Back doing what she does best, what only she can do, Bette Midler, the Divine Miss M, was back in town, singing, dancing, making funny on her new “Kiss My Brass” tour before a capacity crowd Saturday at the HP Pavilion in San Jose (she appears Tuesday at the Oakland Arena).
Only Bette Midler’s sense of the grand and ridiculous can encompass the vast territory reflected by a repertoire that included a heartfelt Hoagy Carmichael’s “Skylark,” a surprisingly convincing Percy Sledge’s “When a Man Loves a Woman” and a wicked Tom Waits’ “Shiver Me Timbers.” Her most touching moment, however, came with a video duet with the late children’s TV host Fred Rogers, as she sang along on the warm, simple, direct “I Like to Be Told.”
Of course, Dolores the Fish Woman and her three befinned associates charged around on the electric wheelchairs, but choreographer Toni Basil (whose resume goes back to “Shindig”) got the fish out of the chairs, got them flopping around on the stage and had Dolores riding down a golden staircase on a clamshell-shaped elevator chair (“Try this, Cher,” she shouted gleefully), only one of a number of eye-popping geegaws from set designer Michael Cotten.
Midler manages to convey the intimacy of a cabaret singer in a Broadway theater setting.
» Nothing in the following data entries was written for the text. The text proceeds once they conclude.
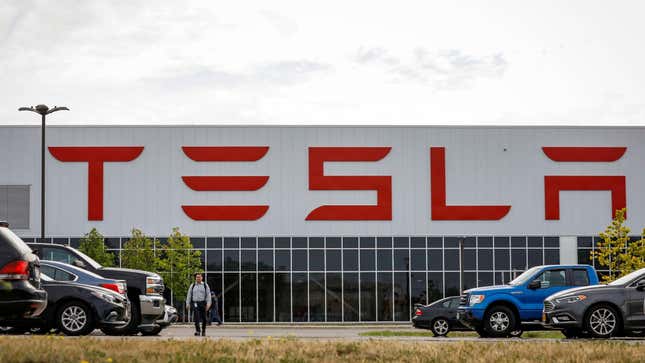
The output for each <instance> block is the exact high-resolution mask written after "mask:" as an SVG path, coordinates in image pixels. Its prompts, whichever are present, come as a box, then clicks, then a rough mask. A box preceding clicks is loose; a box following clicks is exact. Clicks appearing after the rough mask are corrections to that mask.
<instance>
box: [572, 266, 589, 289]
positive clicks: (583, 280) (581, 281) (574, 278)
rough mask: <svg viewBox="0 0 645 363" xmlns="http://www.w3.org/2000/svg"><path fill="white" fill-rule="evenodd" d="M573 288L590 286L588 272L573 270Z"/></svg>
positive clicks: (584, 271)
mask: <svg viewBox="0 0 645 363" xmlns="http://www.w3.org/2000/svg"><path fill="white" fill-rule="evenodd" d="M571 272H572V274H573V286H587V285H589V276H588V275H587V270H572V271H571Z"/></svg>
Performing on a giant proscenium stage built to suggest Coney Island in the 1890s, she was never dwarfed by the extravagant production. She lit up the far reaches of the dark arena with just the saucy glint out of the corner of her eye.
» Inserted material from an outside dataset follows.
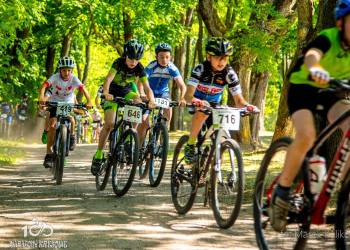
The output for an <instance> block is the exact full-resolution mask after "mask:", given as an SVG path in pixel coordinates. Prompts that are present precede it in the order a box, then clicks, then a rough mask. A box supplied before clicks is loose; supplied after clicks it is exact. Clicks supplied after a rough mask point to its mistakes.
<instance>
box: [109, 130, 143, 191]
mask: <svg viewBox="0 0 350 250" xmlns="http://www.w3.org/2000/svg"><path fill="white" fill-rule="evenodd" d="M126 140H129V141H128V142H127V141H126ZM128 143H129V144H128ZM127 145H130V149H126V148H125V147H126V146H127ZM115 153H116V154H117V155H115V156H114V157H115V158H114V159H115V162H114V163H113V167H112V187H113V191H114V193H115V194H116V196H117V197H121V196H123V195H125V194H126V193H127V192H128V190H129V189H130V187H131V185H132V182H133V181H134V177H135V174H136V169H137V165H138V159H139V158H138V155H139V142H138V137H137V133H136V131H135V129H132V128H129V129H127V130H125V132H124V133H123V134H122V135H121V140H120V141H119V143H118V144H117V148H116V150H115ZM118 154H119V155H118ZM124 154H125V155H124ZM120 155H122V157H123V158H124V156H125V159H121V158H120V157H119V156H120ZM128 157H129V158H128ZM127 158H128V159H131V160H128V159H127ZM128 162H129V164H128ZM125 170H126V174H123V172H125ZM123 179H125V183H124V184H122V180H123Z"/></svg>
The act hasn’t changed in years. Not broken. She has, in fact, honed her show into one of show business’ all-time classics, something that has more in common with vaudeville and stage acts from before her time than the more rock- oriented performers of her own generation. “You gotta love me,” she said. “Who else are you going to love — Mariah?”
She brought the show to a predictable climax with the inevitable sober, highly dramatic versions of “From a Distance,” “Do You Wanna Dance” and “The Wind Beneath My Wings,” each song something she has managed to turn into a personal trademark. But then, earlier in the evening, this same woman, dressed as a devil with horns and a tail, sang “Nobody But the Jews” — a song that asks who misses her canceled television series.
Nobody was ever any better at ingratiating themselves with an audience. She whipped out a few well-researched local jokes early on (“San Jose Arena? Compaq Center? HP Pavilion? This place has been called more names than Larry Ellison”). She had no less than TV’s Judge Judy sentence her (via videotape) to apologize to all television viewers for her failed TV series. She cited one song, “Stuff Like That There,” as coming from “my 1992 bomb, ‘For the Boys.’ ”
At this point, her aura is golden. She wears it like a halo. There may be better singers than her. There may be funnier comedians. But as an all-around entertainer, onstage in front of an audience, nobody can match Bette Midler.